CHILDREN: ♦♦♦♦♦ – This is a great place for children, as long as the river is not in spate. There are lots of things to keep them busy at the weir, including fishing for minnows and looking for river-polished stones and agates. In addition, ducks, swans and kingfishers are all frequently seen.
ACCESS: ♦♦♦♦♦ – There is good free parking approximately 15m from the weir or, if this is full, there is parking at the sports centre. From there, it is an easy short walk on a public path leading to the river.
TYPE: – Except for a small exposure of bedrock packed with Carboniferous bivalves, the best places for fossils are in the build ups of loose stones and roundish pebbles on the bends in the river and below the weir itself.
The best place to look for fossil is on the small island directly below the West Mill Weir. Regular spates often churn up the pebbles bringing new material. The shallow water around the island can sometimes make eroded silicate fossil-bearing rocks easier to see. Crinoids and various productids and spiriferid brachiopods show up regularly. The coral, Lithostrotion, is common and a few small trilobites (Paladin mucronatus) have been found, but they are rare. Gastropods can also be found.Downstream from the weir and about 45m beyond the white bridge, the river cuts through a bedrock ledge containing a high density of bivalves.
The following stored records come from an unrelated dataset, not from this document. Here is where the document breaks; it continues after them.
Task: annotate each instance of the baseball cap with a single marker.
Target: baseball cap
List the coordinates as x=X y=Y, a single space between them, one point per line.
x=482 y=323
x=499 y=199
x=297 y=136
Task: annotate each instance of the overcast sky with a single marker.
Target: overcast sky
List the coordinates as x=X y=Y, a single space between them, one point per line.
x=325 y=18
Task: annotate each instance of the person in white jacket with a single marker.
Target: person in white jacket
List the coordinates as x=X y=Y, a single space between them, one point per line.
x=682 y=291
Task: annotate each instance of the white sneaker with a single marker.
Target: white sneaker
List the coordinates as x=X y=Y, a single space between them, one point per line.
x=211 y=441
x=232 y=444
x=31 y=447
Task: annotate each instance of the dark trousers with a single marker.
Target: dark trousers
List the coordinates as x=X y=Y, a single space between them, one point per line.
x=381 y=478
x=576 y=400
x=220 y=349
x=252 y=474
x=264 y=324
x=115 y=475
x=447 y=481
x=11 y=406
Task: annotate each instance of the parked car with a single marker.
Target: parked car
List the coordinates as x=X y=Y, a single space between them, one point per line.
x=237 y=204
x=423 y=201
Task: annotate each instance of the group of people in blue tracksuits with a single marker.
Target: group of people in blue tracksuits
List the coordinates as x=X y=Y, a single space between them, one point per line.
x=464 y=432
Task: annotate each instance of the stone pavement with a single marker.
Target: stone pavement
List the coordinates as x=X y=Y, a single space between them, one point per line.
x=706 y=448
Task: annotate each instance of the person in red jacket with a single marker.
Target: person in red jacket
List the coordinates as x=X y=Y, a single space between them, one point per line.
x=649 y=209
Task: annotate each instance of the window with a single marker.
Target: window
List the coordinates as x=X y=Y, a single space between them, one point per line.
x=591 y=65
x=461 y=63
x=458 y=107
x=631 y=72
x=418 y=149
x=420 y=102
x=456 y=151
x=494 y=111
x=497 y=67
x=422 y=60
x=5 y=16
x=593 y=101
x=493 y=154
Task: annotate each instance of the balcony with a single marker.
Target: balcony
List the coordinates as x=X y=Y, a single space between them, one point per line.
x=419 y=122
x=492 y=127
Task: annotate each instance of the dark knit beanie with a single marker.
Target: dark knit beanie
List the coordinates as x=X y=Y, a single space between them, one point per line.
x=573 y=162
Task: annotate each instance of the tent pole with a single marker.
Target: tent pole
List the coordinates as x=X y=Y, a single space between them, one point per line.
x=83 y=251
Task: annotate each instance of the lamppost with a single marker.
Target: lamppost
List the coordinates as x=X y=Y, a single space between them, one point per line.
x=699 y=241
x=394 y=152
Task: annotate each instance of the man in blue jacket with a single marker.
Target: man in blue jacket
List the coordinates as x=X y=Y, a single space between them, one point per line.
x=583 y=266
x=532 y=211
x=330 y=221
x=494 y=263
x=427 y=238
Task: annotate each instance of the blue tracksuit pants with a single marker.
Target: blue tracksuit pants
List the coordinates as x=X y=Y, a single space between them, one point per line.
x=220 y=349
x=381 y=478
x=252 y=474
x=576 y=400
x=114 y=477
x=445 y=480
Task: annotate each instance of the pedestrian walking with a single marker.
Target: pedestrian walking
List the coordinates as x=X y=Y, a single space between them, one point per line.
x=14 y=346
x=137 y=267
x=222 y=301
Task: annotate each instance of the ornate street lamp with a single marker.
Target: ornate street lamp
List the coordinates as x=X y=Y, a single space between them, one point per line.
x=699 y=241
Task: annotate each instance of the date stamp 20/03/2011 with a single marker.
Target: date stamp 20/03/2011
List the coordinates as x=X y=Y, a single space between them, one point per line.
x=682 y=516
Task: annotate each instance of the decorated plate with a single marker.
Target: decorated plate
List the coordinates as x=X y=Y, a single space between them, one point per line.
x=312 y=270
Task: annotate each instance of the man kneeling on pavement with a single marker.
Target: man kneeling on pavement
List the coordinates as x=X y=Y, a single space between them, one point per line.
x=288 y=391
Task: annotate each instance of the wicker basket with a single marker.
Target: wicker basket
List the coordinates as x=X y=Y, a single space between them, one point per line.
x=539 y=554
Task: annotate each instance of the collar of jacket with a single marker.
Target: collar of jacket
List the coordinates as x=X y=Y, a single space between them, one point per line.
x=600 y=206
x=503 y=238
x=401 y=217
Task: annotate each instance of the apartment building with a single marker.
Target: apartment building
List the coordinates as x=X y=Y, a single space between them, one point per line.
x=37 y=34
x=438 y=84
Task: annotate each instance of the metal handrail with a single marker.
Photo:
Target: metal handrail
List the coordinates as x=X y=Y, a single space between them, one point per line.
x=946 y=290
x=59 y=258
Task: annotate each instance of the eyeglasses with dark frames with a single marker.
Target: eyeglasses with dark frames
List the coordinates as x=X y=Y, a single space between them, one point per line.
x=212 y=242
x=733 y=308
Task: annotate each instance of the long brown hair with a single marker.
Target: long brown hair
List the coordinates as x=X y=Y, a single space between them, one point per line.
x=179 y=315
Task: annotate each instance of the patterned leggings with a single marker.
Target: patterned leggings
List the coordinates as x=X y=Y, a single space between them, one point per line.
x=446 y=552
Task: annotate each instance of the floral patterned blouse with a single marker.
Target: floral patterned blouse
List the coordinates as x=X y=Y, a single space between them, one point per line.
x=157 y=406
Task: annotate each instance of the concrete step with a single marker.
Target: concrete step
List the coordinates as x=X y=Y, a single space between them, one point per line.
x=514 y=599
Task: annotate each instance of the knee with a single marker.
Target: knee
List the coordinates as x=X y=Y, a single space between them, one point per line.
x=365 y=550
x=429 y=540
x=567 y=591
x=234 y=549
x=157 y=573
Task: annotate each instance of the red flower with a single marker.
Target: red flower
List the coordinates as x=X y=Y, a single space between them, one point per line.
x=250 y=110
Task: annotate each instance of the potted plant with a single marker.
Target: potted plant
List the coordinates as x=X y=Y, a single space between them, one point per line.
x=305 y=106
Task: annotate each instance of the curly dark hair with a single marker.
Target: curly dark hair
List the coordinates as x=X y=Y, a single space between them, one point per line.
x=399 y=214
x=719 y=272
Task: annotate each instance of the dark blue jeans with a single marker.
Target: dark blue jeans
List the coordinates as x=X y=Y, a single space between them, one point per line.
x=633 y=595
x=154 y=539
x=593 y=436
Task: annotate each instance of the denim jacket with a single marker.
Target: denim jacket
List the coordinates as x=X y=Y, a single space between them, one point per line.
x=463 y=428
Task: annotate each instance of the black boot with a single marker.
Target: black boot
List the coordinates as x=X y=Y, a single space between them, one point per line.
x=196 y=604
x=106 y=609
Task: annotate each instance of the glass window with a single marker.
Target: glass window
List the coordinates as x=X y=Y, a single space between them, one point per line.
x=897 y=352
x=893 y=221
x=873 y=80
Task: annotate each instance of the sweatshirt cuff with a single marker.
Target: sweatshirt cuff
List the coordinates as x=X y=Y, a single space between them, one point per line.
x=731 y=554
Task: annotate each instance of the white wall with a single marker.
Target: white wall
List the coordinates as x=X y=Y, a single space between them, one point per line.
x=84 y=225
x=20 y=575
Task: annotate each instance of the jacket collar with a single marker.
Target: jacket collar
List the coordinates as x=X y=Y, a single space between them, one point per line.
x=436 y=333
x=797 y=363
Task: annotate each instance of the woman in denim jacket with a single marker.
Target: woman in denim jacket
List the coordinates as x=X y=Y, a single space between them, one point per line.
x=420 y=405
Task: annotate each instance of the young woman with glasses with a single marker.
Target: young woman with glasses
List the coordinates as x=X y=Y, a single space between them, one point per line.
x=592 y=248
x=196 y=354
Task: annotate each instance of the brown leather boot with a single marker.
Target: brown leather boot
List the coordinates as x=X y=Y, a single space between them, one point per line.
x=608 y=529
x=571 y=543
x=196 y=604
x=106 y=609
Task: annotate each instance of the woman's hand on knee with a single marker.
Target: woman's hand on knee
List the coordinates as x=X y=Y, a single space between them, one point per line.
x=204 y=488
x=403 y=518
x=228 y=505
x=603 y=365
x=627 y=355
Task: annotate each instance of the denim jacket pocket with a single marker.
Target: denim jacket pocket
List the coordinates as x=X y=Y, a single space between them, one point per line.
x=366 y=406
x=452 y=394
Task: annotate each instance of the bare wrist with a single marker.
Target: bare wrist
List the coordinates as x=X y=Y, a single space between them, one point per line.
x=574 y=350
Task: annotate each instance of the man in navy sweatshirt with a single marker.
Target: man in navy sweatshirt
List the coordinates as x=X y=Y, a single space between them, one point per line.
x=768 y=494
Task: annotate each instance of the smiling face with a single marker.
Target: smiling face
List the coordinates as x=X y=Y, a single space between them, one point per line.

Specimens of Stigmaria have also been discovered upstream from the weir.
The River Tyne cuts through Carboniferous sedimentary rock at various places much further upstream, although there are few exposures. However, a lot of fossil material finds its way downstream and can be found at many places where the river bends contain raised pebble banks.
The rocks are mostly of Blackhall Limestone of the Lower Limestone Formation, from the Brigantian substage of the Dinantian (Lower Carboniferous).
Haddington can be very boggy, especially during the winter and after heavy rain. In addition, some areas have steep sides. We also recommend the use of hard hats and safety goggles.
An ordinary sized geology hammer and safety glasses should suffice. Wellies will allow you to cross the river.
Scotland’s fossil resource is at risk of abuse and damage, and so we must all safeguard and managed fossil collecting to ensure its survival for future generations. For this reason it is VITAL you read and adhere to the Scottish Fossil Code for ALL sites in Scotland.